Il conflitto iracheno, pur senza raggiungere nella coscienza civile americana, almeno per il momento, il livello di nemesi storica proprio della guerra in Vietnam, da qualche anno a questa parte sembra comunque essere oggetto di un analitico processo di metabolizzazione nell’ambito cinematografico, con diverse modalità di realizzazione. Ultimo arrivato, Green Zone del regista Paul Greengrass (The Bourne Supremacy; The Bourne Ultimatum), sceneggiatura di Brian Helgeland, ispirata al libro inchiesta del giornalista Rajiv Chandrasekaran, Imperial life in the Emerald City:Inside Iraq’s Green Zone.

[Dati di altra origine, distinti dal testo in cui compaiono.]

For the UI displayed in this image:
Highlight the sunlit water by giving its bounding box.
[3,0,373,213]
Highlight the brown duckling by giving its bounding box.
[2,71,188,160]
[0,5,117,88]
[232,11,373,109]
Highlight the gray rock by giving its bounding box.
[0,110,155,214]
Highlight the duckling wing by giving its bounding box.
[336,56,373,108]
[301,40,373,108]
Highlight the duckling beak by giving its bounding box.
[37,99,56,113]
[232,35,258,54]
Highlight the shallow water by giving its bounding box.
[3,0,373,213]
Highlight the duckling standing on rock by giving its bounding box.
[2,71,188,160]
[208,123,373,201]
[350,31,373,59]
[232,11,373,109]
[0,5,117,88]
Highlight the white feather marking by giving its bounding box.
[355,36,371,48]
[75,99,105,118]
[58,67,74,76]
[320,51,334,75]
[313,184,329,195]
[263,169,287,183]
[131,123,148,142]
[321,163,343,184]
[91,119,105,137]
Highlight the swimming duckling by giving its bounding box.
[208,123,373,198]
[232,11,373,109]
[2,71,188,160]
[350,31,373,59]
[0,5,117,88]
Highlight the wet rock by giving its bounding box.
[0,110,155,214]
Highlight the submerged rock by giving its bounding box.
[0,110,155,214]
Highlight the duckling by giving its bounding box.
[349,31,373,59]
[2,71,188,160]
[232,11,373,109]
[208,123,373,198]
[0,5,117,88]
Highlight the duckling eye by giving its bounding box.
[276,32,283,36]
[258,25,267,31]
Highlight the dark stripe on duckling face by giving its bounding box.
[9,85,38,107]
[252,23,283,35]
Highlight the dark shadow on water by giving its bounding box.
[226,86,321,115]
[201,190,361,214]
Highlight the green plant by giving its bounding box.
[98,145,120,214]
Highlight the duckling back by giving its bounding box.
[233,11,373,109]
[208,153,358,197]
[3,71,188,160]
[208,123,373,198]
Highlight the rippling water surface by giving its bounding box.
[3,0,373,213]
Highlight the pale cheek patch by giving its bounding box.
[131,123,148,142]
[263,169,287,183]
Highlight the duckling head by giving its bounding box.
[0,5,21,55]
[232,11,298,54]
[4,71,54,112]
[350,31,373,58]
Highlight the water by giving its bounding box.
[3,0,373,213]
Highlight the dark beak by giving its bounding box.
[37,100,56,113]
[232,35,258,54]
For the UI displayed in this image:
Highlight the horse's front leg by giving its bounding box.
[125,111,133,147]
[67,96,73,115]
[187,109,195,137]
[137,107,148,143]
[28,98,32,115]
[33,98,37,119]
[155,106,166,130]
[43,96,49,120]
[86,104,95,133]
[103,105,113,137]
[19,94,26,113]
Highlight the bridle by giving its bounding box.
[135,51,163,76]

La Green Zone del titolo è costituita dal palazzo presidenziale di Saddam Hussein, a Bagdad, nel quale nel 2003 si insedia l’esercito di occupazione americano, isola felice non contaminata minimamente dall’inferno che si sta scatenando quotidianamente nelle strade della città, dove il plotone guidato dall’ufficiale Roy Miller (Matt Damon) sta procedendo all’ assalto di un capannone: qui, secondo informazioni riservate, sarebbero nascoste delle armi di distruzione di massa, la cui paventata presenza sarebbe all’origine del conflitto.

Ma è l’ennesimo buco nell’acqua, l’edificio non è altro che una fabbrica in disuso di sanitari e Miller comincia ad avvertire odor di depistaggio, con la CIA, nella persona del comandante di postazione Brown (Brendan Gleeson), che vorrebbe collaborare nello scoprire la verità, mentre l’agente (Greg Kinnear) della DIA del Pentagono tende ad insabbiare e a destabilizzare. Anche Dayne (Amy Rian),una giornalista del Wall Street Journal non sembra tanto attenta a verificare le sue fonti e prende tutto per oro colato.

In mezzo poi il generale Rawi (Ygal Naor) che vorrebbe fosse l’esercito iracheno a dare stabilità dopo la destituzione di Saddam, per un losco conflitto dove non ci sono né vincitori né vinti, forse tra i primi solo Miller, almeno a livello di integrità morale, decisionismo alla John Wayne ed idealismo alla Gary Cooper, che riuscirà a venir fuori a testa alta dall’intricata matassa, anche grazie alla collaborazione di un civile iracheno.

Partito come un classico film di guerra, nel corso della narrazione sfocia nel thriller, come dai dichiarati intenti del regista, con un ben preciso limite, che è poi, stranamente, il punto di forza dell’intera opera: tutti noi sappiamo che le armi di distruzione di massa in realtà non sono mai esistite, ormai è storia, per quanto recente, per cui ciò che appare interessante è essenzialmente non la scoperta di una verità, ma il modo con cui il regista ci condurrà verso essa, catalizzando l’attenzione di noi spettatori.

Uno stile documentaristico, con tanto di telecamera a spalla e riprese notturne “sgranate”, montaggio da cardiopalma (C.Rouse), in particolare nel bellissimo inseguimento finale, un ritmo esagitato, convulso, rutilante e un realismo virtuosisticamente e vorticosamente esibito, con l’unico limite di una colonna sonora sin troppo presente e roboante.

In sostanza un ben confezionato compromesso tra i due generi citati, permeato di una pragmatica fedeltà a certi ideali della nazione americana, che si vorrebbero schierati, vittoriosamente e contraddittoriamente, di fronte al cancro delle sue istituzioni.